For some, pinpointing their passion and what set them off to start their journey is easy, for others it can be difficult, but still, there was probably a clear direction. Some discover their passion early in life, some are late bloomers and float through learning more about themselves before they learn what they were meant to do. For me it was a little bit of both. Reading had always been an escape for me. I remember sitting with my mom’s books and pretending to read them just as I saw her sit on the brown and flowered sofa, cigarette in her mouth, book on her lap, coffee on the table beside her. I’d take this little toy cash register and gently tap the keys so it sounded like a typewriter. “I’m writing my books,” I would exclaim, vigorously making sure to keep typing and checking over my ‘work’.

Writing stayed with me for a long time. I journaled, but hated English assignments; I wrote poems, but despised being told what one meant by my teacher. I knew what I felt and being told what a poem meant felt like a betrayal not only to me, but also to the author, to the poet.

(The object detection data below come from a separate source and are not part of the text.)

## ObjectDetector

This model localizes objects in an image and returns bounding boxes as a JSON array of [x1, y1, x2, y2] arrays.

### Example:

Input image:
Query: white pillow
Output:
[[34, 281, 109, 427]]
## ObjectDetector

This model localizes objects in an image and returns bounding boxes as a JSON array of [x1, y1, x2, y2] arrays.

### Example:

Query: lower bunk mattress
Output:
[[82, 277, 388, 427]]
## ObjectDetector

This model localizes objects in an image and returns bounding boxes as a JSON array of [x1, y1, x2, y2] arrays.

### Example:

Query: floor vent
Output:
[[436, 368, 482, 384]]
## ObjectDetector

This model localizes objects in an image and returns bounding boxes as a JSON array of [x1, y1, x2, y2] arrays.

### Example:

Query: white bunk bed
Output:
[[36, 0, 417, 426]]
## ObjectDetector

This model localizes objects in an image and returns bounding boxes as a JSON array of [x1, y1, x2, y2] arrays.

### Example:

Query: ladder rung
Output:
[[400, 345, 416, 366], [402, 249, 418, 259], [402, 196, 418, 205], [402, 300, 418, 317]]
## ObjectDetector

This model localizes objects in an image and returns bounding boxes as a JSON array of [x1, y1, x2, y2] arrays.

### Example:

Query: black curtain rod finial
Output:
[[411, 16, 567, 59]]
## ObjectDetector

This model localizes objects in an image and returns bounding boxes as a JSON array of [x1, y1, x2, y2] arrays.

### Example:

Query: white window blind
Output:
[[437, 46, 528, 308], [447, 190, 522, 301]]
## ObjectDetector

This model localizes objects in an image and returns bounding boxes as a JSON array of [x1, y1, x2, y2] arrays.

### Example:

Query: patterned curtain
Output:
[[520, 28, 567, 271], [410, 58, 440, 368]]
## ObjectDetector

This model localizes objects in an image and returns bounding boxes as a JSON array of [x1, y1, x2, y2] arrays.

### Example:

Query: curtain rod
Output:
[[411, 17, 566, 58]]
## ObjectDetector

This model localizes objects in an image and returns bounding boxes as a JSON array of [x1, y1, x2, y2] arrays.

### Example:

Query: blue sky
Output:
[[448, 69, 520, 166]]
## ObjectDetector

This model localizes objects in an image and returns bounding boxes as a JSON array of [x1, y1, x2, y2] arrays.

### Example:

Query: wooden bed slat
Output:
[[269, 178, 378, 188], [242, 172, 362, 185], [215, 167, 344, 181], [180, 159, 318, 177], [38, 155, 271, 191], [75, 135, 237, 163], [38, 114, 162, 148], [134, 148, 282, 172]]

As I said, reading was my escape. It demanded nothing from me but my time; time of which was all I had growing up. Moving around and being the eccentric person I was at such an early age, friends were few and far between. It was ok though. Books didn’t let me down and books didn’t ask too many questions about my life and my past. They were just the right amount of noise for my over cluttered brain.

I knew I needed to write, always wanted to be an author, but it wasn’t until I was 30 that I started to feel my passion well too high to be ignored. It was after my daughters were born and I felt that tug; that need. It literally would keep me up at night, my mind wandering to stories, life experiences, and plot lines. I questioned if what I wrote would even be needed, be welcomed, be adding to the culture of literature. I felt inept to start this journey but knew there was nothing else I could do but succumb to this need, this desire, this burning in my soul.

It’s soul searching and cleansing for me. It soothes the demons that threaten to rear their ugly heads again and again. They stay tamed when fed with words. It staves off my loneliness, it keeps my mind from the darkness that threatens to overtake. I write because I have to share what aches my soul.